The EPIC conference is coming up again — the consumer-oriented kin to the industry-oriented GLOBE conference, it tends to draw a more idealistic crowd.  (And not necessarily as knowledgeable one…)  None the less, when it comes to freebies, it’s a more interesting and rewarding than its businesslike cousin — I use a “shoofoo” bamboo hand towel freebie from Epic 2009, to wipe off my desk at work.

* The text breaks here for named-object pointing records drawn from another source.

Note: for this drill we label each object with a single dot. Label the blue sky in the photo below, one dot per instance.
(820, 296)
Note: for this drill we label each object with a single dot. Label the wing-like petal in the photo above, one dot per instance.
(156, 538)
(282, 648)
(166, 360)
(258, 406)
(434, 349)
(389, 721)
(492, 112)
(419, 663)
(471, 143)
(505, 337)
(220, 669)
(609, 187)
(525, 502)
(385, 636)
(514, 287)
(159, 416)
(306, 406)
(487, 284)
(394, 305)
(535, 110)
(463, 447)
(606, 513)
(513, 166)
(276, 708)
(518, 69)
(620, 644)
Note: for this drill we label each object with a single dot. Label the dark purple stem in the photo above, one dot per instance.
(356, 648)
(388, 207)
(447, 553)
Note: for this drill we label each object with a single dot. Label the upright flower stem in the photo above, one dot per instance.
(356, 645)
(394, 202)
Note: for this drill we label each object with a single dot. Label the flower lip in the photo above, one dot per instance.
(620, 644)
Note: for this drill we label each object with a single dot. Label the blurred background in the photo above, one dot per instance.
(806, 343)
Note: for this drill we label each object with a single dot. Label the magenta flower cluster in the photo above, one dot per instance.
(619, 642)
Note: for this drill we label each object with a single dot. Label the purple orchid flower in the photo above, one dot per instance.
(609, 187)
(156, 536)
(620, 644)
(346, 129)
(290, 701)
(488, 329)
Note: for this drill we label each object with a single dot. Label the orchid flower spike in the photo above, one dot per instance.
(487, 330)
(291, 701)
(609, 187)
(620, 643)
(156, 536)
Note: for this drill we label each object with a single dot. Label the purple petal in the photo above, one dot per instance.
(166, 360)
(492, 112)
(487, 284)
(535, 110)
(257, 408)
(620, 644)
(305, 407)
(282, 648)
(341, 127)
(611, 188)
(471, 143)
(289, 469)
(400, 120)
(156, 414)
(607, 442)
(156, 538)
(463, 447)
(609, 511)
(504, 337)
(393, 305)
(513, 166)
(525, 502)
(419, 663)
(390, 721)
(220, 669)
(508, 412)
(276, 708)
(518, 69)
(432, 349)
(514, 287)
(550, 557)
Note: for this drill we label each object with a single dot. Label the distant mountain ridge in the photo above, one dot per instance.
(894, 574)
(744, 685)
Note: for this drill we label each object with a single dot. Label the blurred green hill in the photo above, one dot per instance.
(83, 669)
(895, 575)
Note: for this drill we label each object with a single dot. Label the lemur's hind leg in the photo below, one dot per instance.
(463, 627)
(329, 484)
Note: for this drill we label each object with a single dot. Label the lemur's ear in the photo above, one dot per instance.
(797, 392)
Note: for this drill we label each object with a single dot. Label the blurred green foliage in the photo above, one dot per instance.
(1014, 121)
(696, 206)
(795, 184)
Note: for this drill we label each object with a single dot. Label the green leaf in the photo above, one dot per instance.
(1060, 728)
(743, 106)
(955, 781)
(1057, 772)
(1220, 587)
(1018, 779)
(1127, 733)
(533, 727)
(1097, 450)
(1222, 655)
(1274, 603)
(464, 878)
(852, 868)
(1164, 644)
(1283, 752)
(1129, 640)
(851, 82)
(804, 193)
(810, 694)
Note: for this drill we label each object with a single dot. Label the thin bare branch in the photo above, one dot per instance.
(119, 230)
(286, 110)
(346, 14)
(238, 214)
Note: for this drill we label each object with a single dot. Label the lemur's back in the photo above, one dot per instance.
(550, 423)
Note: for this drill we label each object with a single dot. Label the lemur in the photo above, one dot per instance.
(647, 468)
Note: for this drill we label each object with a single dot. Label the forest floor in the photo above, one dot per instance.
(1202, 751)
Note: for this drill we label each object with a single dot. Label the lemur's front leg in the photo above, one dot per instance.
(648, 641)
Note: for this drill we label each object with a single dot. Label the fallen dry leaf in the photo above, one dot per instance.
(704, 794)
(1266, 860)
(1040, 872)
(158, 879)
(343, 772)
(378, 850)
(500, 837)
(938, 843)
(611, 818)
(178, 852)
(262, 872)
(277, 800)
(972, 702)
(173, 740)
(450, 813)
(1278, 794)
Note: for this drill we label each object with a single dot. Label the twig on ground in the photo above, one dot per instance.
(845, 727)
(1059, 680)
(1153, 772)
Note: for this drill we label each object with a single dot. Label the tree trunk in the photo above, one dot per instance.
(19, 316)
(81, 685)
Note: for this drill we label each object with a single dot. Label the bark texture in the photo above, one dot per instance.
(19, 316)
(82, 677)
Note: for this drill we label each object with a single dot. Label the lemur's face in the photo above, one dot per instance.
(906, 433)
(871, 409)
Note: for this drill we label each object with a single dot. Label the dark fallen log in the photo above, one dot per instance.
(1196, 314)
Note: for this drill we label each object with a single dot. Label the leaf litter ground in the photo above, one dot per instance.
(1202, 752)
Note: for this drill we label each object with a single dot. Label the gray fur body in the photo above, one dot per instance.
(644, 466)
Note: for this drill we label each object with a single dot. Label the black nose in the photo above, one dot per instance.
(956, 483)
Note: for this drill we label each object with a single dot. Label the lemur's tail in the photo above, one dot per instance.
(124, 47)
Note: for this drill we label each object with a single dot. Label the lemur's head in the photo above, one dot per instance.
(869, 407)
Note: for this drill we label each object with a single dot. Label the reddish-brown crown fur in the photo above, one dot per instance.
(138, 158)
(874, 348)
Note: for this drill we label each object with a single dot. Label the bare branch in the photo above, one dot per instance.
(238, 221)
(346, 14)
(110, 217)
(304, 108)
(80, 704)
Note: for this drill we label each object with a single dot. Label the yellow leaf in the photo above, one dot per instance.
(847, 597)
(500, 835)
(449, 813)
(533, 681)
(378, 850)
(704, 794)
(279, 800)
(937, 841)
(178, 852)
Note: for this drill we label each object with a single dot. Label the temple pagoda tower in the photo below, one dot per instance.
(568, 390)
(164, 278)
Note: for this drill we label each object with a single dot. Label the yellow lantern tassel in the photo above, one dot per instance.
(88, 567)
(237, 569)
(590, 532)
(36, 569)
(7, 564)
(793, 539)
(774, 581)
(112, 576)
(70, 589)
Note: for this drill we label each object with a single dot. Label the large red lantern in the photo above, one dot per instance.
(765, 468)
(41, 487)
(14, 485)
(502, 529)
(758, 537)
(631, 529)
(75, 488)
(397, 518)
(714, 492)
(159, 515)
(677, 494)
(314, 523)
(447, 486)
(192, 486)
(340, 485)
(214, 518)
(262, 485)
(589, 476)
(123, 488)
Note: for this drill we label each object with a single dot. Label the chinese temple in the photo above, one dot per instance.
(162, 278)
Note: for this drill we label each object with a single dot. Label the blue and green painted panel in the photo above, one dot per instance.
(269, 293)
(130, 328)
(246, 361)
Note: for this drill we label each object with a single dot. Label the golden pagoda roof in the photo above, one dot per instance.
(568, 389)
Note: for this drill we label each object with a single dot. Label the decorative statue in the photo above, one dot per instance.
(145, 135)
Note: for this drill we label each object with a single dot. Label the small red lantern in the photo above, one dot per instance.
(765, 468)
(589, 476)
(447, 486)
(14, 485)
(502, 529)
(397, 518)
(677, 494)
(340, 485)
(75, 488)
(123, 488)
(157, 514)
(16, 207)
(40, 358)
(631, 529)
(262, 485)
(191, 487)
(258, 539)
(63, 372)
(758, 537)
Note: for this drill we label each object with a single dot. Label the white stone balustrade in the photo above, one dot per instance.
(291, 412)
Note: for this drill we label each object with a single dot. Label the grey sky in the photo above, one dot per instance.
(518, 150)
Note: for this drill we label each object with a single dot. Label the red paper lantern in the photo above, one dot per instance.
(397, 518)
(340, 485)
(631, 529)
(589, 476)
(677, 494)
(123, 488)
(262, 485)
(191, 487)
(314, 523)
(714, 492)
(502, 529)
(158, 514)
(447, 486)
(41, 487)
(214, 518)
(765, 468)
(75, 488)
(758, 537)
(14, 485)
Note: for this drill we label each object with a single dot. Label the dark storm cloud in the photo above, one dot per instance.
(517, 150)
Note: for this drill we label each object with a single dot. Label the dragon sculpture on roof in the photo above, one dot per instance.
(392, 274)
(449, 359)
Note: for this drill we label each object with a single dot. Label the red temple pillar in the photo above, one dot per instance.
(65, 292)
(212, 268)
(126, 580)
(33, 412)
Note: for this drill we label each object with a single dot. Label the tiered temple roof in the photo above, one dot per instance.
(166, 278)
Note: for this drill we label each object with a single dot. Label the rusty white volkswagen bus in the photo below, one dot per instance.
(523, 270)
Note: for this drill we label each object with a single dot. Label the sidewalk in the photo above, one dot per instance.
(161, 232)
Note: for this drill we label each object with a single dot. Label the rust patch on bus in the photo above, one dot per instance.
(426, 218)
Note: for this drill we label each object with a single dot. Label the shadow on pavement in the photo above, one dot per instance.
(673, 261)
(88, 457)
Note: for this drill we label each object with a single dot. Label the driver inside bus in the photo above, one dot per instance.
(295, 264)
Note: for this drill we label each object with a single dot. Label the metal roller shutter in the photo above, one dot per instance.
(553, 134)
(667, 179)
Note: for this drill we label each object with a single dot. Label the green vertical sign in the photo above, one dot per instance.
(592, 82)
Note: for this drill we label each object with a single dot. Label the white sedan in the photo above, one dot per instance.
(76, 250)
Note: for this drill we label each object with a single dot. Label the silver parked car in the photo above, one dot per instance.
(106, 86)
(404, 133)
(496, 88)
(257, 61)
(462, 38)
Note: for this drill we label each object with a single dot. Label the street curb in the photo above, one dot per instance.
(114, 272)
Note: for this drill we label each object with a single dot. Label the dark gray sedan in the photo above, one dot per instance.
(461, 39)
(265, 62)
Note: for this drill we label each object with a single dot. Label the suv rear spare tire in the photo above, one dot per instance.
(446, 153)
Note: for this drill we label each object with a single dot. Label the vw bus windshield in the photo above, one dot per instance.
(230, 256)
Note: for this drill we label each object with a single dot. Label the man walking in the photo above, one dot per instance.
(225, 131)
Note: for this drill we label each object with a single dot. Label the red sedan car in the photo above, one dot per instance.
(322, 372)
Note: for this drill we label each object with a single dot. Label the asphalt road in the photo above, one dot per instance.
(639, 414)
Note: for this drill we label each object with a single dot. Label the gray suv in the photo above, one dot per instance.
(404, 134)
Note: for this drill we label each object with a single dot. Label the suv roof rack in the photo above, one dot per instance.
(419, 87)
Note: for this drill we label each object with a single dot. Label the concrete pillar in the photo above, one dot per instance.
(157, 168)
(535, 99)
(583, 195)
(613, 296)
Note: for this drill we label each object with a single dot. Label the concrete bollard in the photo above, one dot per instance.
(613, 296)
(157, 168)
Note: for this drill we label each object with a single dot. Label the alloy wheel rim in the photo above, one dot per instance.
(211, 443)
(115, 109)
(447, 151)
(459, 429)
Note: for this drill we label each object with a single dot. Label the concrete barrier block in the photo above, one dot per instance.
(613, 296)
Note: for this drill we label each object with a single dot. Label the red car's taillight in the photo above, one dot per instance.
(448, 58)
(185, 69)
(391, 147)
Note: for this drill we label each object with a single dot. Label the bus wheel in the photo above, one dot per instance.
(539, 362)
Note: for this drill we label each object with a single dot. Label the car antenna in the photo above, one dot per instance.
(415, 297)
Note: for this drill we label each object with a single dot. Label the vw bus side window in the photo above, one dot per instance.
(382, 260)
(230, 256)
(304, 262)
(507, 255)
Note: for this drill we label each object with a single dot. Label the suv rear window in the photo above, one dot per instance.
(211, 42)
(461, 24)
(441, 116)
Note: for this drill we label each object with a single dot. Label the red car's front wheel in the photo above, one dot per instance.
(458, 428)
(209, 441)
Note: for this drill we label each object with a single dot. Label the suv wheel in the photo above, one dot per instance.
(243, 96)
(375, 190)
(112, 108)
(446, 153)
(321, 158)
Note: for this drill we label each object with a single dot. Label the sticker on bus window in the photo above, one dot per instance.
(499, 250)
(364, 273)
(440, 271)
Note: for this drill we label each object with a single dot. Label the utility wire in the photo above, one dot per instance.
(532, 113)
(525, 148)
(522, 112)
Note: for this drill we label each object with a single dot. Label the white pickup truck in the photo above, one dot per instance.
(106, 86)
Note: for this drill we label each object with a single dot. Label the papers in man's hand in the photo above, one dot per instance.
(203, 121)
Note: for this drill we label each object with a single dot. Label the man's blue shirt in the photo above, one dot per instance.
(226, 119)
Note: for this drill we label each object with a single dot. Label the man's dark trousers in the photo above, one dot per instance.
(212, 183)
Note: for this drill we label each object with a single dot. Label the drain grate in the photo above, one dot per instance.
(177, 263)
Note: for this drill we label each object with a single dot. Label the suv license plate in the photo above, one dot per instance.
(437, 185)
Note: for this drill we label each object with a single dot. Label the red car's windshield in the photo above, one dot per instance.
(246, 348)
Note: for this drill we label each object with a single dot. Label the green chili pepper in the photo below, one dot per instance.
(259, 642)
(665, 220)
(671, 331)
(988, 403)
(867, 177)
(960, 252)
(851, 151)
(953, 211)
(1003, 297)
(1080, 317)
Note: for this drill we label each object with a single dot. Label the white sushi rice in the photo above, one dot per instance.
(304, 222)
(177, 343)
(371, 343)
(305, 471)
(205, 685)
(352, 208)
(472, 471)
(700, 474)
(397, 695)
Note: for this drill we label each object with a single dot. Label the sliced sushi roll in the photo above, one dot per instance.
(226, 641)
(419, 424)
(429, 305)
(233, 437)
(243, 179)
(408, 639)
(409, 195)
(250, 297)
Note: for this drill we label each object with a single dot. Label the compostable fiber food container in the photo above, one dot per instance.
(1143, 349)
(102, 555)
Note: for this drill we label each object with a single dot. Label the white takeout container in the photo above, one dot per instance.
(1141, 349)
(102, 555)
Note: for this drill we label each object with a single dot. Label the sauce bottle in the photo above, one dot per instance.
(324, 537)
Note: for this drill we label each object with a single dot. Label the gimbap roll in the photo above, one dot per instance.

The hand towel is probably a representative microcosm of the stuff flogged at this show: bamboo grows with a virulent quickness, so is assumed to be a “green” material.  But most bamboo products come from China… which doesn’t tend to follow environmentally sound practises.  Analogously, a lot of IKEA wood comes from Russia — which is in the same boat.  (As a side-note, this doesn’t reflect on our formerly-Communist friends — every developed country went through a growth-at-all-cost phase; environmental regulation tends to appear once enough enough people achieve a certain level of material comfort, and presumably political influence.  And admittedly, by this standard Alberta isn’t a developed country yet.  ;)   )

Fortunately, Shoo-Foo has respectable third-party certification to ensure its bamboo is grown in an environmentally conscious manner.  :)

Tickets are $10.  Exhibitors of interest (to me at least) include:

  • Metro Vancouver, who would’ve been the hosts of my now-abandoned team-building trip to the local landfill.  Funny how there was a lot more enthusiasm for visiting the local wind turbine.   ;)
  • Salt Spring Island Coffee, who reduced their carbon footprint substantially by shipping their beans on the California-to-Vancouver leg of their supply chain, instead of trucking them over, as they used to.*
  • EasyPark Vancouver, who — as a parking lot operator — would be an ideal candidate for implementing horizontal geothermal heating-and-cooling for nearby buildings (which is what Wal-Mart is doing in one of their new stores, in Alberta no less, wouldntcha know)
  • BCAA, who recently introduced bike-assistance services
  • BC Sustainable Energy Association, whose founder’s recent book “101 Solutions to Global Warming” was, uh, “somewhat populated” with errors.  Still trying to figure out how to broach that subject politely…  ;)
  • Clif Bar, whose booth is always crowded with freebie-seekers 

…and many, many, many others from the “D-Z” portion of the alphabet.  ;)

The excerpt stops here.